‘The Wisconsin boys’
Officials who studied here now shape Peru’s laws and government
They are some of Peru’s most important government and legal officials. And they call themselves the Wisconsin Boys.
Thirty years ago, this group of now-influential Peruvians – as young law professors – traveled from Lima to the UW–Madison Law School to study and reflect on how to reform the teaching of law in their country.
Today, the program is credited with the transformation of the Peruvian legal education system, and the men who participated in it are known throughout Peru for their UW–Madison connection. “The remarkable thing is this relationship, this warmth, which has lasted for 30 years,” says Zigurds Zile, a UW–Madison emeritus law professor who directed the Peruvian legal education program. “We’re talking about 10 or so people who have not been in touch with Madison for much of this time, but they still feel a very, very tight bond. And now it is their students who are the Wisconsin boys and girls – they are the ones who have been trained to be different and who are now taking their places in important posts in Peru.”
Each summer and fall from 1968 to 1972, three junior law professors from Pontificia Universidad Catolica Del Peru would journey to Madison to study under Zile. The program was initiated by Jorge Avendano, who at the time was the new 31-year-old dean of Catolica’s law school. The Ford Foundation funded the program as part of a movement in the 1960s by the U.S. government and foundations to advance the development of law and legal institutions in Latin America.
For seven months, the Peruvian law professors explored issues in legal education under the tutelage of Zile, himself an immigrant to the United States from Latvia. The professors spent 10 weeks in a summer colloquium called “Rethinking Legal Education” and then prepared teaching materials for their courses over the fall semester. Senior law professors from Catolica traveled to Madison in the summers for a week of discussion with their junior colleagues and Zile.
Zile’s approach went against the grain of traditional Latin American education, which is steeped in lecture-based teaching.
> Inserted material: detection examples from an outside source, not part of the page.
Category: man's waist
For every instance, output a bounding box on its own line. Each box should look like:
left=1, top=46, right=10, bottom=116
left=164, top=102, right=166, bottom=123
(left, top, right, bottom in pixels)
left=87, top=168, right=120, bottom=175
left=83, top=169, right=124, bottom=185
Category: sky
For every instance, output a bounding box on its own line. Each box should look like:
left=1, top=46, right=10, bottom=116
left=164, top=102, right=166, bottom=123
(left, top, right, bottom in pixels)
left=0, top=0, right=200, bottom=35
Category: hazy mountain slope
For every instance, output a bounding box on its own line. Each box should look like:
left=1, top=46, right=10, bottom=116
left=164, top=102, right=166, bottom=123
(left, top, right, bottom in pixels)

At the UW–Madison Law School, the Catolica professors studied a teaching style that emphasized extensive student involvement, with readings, assigned problems that involved legal research and classroom discussion.
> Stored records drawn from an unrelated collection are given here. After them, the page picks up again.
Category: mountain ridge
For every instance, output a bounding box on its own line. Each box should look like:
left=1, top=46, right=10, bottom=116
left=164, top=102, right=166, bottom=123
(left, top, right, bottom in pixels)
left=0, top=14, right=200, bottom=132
Wisconsin’s progressive tradition was what attracted the Peruvian law professors, according to Lorenzo Zolezzi, who studied here in 1968. “Wisconsin had in 1968 something that none of the other schools had: a team of professors who represented the ‘Law in Action’ movement, [which demonstrated] that it was necessary to question everything, necessary also to question the role of the law and lawyers in society,” Zolezzi says.
Since their time in Madison, these law professors have identified themselves as the Wisconsin Boys. And they now occupy some of Peru’s most powerful positions in government and law. Zolezzi is dean of Catolica’s law school. Avendano, the former law school dean, is the minority leader in the Peruvian Congress. Eduardo Ferrero recently was the minister of foreign affairs. Jorge Santistevan is the country’s ombudsman and investigates citizen complaints against the government. Others are leading legal experts and former politicians. Two of the Wisconsin Boys have died, and one no longer lives in Peru. Among the senior faculty who visited Wisconsin during the summers was Roberto McLean, who later became a Peruvian ambassador to the United States.
Catolica paid for Zile and Law School Dean Kenneth Davis to travel to Lima in June to celebrate the 30th anniversary of the cooperative legal education program. “I was quite impressed with how the participants continue to cherish their experience in Madison, even though 30 years have passed,” Davis says. “The exchange program changed not only legal education in Peru, but also led to a change in the substantive law. In fact, entire areas of current Peruvian law can be traced to the work of the participants in trying to develop new law school courses and curricula right here at the UW Law School Library.”
The anniversary of the program, and Zile and Davis’ visit to Peru, were chronicled in Lima’s leading daily newspaper and a national newsmagazine. An editorial in the newspaper El Comercio, headlined “The 30 Years of the ‘Wisconsin Boys'” gave credit for a student protest that week concerning corruption in some Peruvian magistrates to the legacy of the Wisconsin program. Because students were taught that law can be an instrument of social change, the editorial says, they took action. “The spirit of the Wisconsin reform, 30 years later, has returned,” it says. “The young law students have gone out to protest in defense of their teachers.”